I’ve decided that sometimes it’s better to choose what’s best for me than to pretend. And that’s the same direction I’m going with my writing here on Solitary Grace. It’s better for my peace of mind that I go towards what I’ve been noticing for a long time rather than stay in the same path, the same place, and stagnate.
That’s what I’ve noticed more and more about my writing, that I want to write down what I’ve been observing in my ordinary life here in this space.
More personal, diary or notebook-like entries than a set of instructions.
The truth is that I was stuck.
I thought that all blogging or all writing published online had to be outward-focused, had to serve readers, had to be SEO-optimized, had to appease algorithms whatever that means. And for months, years, I’ve tried that. I struggled with all that.
Then this past Monday morning, 8th June, while in the middle of an email at work, I found myself thinking about my next blog post.
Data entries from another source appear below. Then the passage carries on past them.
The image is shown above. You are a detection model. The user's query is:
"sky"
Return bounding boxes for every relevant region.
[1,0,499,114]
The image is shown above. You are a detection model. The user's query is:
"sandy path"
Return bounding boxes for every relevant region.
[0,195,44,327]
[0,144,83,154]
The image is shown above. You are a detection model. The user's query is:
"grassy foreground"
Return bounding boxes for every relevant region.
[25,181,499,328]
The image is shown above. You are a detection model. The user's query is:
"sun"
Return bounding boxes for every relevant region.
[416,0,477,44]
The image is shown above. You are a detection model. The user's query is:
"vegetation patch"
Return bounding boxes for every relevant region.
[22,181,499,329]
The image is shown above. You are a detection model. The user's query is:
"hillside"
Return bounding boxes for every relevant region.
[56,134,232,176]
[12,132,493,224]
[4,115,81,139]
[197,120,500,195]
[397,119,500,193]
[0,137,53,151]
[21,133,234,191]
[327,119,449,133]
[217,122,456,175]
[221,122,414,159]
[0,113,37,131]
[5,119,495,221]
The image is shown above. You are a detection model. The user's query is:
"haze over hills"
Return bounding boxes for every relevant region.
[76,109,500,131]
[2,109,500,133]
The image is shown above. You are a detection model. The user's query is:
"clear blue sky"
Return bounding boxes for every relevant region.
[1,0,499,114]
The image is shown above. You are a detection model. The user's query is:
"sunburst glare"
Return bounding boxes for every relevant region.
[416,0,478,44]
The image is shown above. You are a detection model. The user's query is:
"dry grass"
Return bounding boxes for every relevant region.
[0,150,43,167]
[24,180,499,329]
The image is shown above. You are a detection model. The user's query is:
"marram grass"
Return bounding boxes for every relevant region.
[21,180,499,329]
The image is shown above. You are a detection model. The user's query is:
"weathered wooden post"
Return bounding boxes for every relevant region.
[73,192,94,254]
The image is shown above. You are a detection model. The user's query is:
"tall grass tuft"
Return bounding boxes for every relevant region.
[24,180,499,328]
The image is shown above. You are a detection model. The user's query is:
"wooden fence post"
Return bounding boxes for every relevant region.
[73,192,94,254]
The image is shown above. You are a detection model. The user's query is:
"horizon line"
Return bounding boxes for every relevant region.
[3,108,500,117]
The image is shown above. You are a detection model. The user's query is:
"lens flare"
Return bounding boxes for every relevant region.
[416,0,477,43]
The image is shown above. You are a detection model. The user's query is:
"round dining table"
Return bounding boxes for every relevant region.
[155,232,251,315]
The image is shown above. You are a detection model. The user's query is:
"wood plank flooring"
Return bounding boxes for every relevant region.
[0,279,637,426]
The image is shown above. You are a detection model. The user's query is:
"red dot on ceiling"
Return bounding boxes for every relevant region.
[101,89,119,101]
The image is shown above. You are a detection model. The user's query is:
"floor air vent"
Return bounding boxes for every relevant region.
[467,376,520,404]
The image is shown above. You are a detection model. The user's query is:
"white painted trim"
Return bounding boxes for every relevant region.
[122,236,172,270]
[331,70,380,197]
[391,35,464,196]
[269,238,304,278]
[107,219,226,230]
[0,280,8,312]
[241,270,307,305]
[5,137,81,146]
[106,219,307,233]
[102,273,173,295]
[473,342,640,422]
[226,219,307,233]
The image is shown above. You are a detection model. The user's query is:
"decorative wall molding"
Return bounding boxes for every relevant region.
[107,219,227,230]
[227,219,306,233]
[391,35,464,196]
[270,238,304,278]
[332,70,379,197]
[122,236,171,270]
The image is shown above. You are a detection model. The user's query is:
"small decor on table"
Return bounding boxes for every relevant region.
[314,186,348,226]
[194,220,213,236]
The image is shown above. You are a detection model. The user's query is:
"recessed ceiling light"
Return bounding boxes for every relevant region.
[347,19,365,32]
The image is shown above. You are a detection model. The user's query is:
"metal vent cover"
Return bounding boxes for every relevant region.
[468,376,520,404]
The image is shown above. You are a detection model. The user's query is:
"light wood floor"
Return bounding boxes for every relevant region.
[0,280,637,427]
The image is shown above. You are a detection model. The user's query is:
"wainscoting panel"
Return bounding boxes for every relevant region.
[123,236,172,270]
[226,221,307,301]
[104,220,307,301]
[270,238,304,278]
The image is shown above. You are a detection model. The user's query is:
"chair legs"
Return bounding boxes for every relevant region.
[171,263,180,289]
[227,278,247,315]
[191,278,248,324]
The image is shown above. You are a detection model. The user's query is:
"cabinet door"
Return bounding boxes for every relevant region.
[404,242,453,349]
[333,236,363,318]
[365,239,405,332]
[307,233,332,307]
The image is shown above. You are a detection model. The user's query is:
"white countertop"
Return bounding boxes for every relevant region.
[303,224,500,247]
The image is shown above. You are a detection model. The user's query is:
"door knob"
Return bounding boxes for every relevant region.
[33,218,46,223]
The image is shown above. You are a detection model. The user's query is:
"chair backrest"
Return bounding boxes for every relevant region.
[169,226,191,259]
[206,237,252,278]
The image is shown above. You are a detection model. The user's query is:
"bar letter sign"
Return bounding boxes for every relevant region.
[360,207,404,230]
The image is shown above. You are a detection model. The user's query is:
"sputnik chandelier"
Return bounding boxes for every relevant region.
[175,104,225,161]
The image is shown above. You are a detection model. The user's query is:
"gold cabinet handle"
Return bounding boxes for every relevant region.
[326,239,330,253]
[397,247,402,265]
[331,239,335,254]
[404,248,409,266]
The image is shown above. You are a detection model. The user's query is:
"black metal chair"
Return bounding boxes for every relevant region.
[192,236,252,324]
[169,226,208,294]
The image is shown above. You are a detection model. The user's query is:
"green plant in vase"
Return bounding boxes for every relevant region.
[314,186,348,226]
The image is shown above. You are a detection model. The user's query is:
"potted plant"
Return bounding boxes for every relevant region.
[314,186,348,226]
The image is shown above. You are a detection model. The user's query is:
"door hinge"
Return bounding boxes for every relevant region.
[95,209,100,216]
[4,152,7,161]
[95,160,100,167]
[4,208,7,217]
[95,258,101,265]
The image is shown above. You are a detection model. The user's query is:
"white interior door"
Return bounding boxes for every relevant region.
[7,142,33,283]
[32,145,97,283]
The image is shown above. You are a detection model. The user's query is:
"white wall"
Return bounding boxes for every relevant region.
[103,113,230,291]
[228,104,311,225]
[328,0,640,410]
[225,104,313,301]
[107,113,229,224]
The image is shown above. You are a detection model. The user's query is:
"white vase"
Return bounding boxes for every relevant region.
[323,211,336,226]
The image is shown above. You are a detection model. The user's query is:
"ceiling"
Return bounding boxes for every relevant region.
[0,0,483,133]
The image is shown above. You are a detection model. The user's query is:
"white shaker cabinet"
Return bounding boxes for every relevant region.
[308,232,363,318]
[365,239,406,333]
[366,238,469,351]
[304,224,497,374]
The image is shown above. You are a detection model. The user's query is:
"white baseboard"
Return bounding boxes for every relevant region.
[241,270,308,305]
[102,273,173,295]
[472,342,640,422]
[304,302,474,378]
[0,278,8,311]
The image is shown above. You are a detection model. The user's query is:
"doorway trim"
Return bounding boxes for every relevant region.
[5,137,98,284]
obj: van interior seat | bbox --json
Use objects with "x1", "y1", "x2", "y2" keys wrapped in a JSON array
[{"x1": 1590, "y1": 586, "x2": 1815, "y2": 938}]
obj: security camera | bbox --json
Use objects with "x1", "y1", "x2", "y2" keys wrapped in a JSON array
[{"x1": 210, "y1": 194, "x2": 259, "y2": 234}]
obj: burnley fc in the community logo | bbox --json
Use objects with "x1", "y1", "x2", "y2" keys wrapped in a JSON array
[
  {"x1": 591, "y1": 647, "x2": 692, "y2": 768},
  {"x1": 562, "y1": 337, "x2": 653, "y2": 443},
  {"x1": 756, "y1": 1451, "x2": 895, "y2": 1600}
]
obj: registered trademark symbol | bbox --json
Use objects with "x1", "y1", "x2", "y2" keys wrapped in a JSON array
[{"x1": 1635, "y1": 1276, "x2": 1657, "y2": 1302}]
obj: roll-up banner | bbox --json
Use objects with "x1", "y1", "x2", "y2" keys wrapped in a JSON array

And that’s when I felt something settled within me. It was like I was realising for the first time that my writing isn’t work, it’s not a job. I already had a day job and my writing, my having a website and blog wasn’t it.
It was as if a room that I hadn’t known existed had gently been revealed to me and I was walking through its doors and truths were being illuminated to me.
Truths about struggling to write ministry style material that would appeal to other Christians or that would answer seeker questions rather than following my natural instinct to share my reflections on things I notice about walking with God. Struggling to keep to a publishing schedule rather than to publishing when I observed something worth recording.
I’ve always wanted to simply share the small moments, the ordinary things I see, the lessons I learned, snippets from my diary or notebook. Things that I naturally find interesting. Things that matter to me. Things that matter from my perspective.
Moments, thoughts, photographs, quotes, prayers, books, and observations. These are some of the things I’m drawn towards.
Things I’ve stifled over the years because they were not the ‘right way to blog’ that I’d read about in the many, many ‘how-to blog’ posts I’ve read over the years.
Even a Christian ‘blogging expert’ (come on, is there really such a thing as a blogging expert?), in one of her many posts about blogging, wrote that Christian bloggers must not publish devotionals because they are short pieces and ‘the algorithm’ doesn’t like short pieces! This, from a Christian blogger writing to other Christian bloggers. Mind boggling.
And now, here I am having my epiphany and thinking shorter pieces are acceptable.
Here I am moving towards a more writer’s notebook style writing and blogging than a ‘normal’ ministry style blog.
I’ve realised that I’m not trying to build a content machine but a record of a life lived attentively before God. This life, that I’m living right now. With all its small moments, observations, things noticed in my ordinary days. Things worth remembering.